Probabilistic collision detection (PCD) is essential in motion planning for robots operating in unstructured environments, where considering sensing uncertainty helps prevent damage. Existing PCD methods mainly used simplified geometric models and addressed only position estimation errors. This paper presents an enhanced PCD method with two key advancements: (a) using superquadrics for more accurate shape approximation and (b) accounting for both position and orientation estimation errors to improve robustness under sensing uncertainty.

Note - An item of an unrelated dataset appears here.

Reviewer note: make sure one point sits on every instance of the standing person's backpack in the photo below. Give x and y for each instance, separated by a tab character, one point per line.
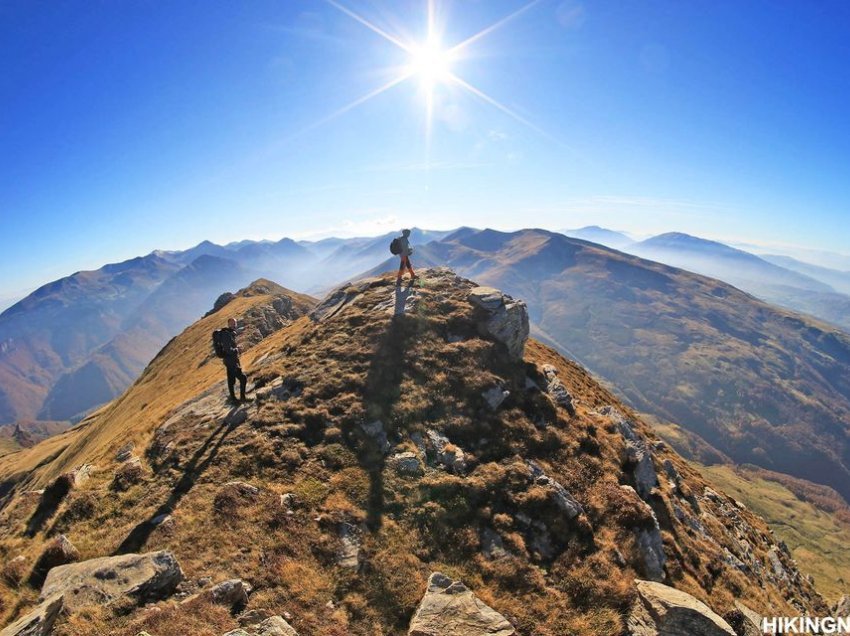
219	344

Our method first computes an enlarged surface for each object that encapsulates its observed rotated copies, thereby addressing the orientation estimation errors. Then, the collision probability under the position estimation errors is formulated as a chance-constraint problem that is solved with a tight upper bound. Both the two steps leverage the recently developed normal parameterization of superquadric surfaces. Results show that our PCD method is twice as close to the Monte-Carlo sampled baseline as the best existing PCD method and reduces path length by 30% and planning time by 37%, respectively. A Real2Sim pipeline further validates the importance of considering orientation estimation errors, showing that the collision probability of executing the planned path in simulation is only 2%, compared to 9% and 29% when considering only position estimation errors or none at all.

翻译：概率碰撞检测（PCD）对于在非结构化环境中运行的机器人运动规划至关重要，其中考虑感知不确定性有助于防止损伤。现有的PCD方法主要使用简化的几何模型，并且仅处理位置估计误差。本文提出了一种增强型PCD方法，具有两个关键进展：（a）使用超二次曲面实现更精确的形状近似；（b）同时考虑位置和姿态估计误差，以提高在感知不确定性下的鲁棒性。我们的方法首先为每个物体计算一个放大的表面，该表面封装了其观测到的旋转副本，从而处理姿态估计误差。然后，将位置估计误差下的碰撞概率表述为一个机会约束问题，并使用一个紧的上界进行求解。这两个步骤都利用了最近发展的超二次曲面法向参数化方法。结果表明，我们的PCD方法比现有最佳PCD方法更接近蒙特卡洛采样基准的两倍，并分别将路径长度减少了30%，规划时间减少了37%。一个Real2Sim流水线进一步验证了考虑姿态估计误差的重要性，显示在仿真中执行规划路径的碰撞概率仅为2%，而仅考虑位置估计误差或完全不考虑误差时，碰撞概率分别为9%和29%。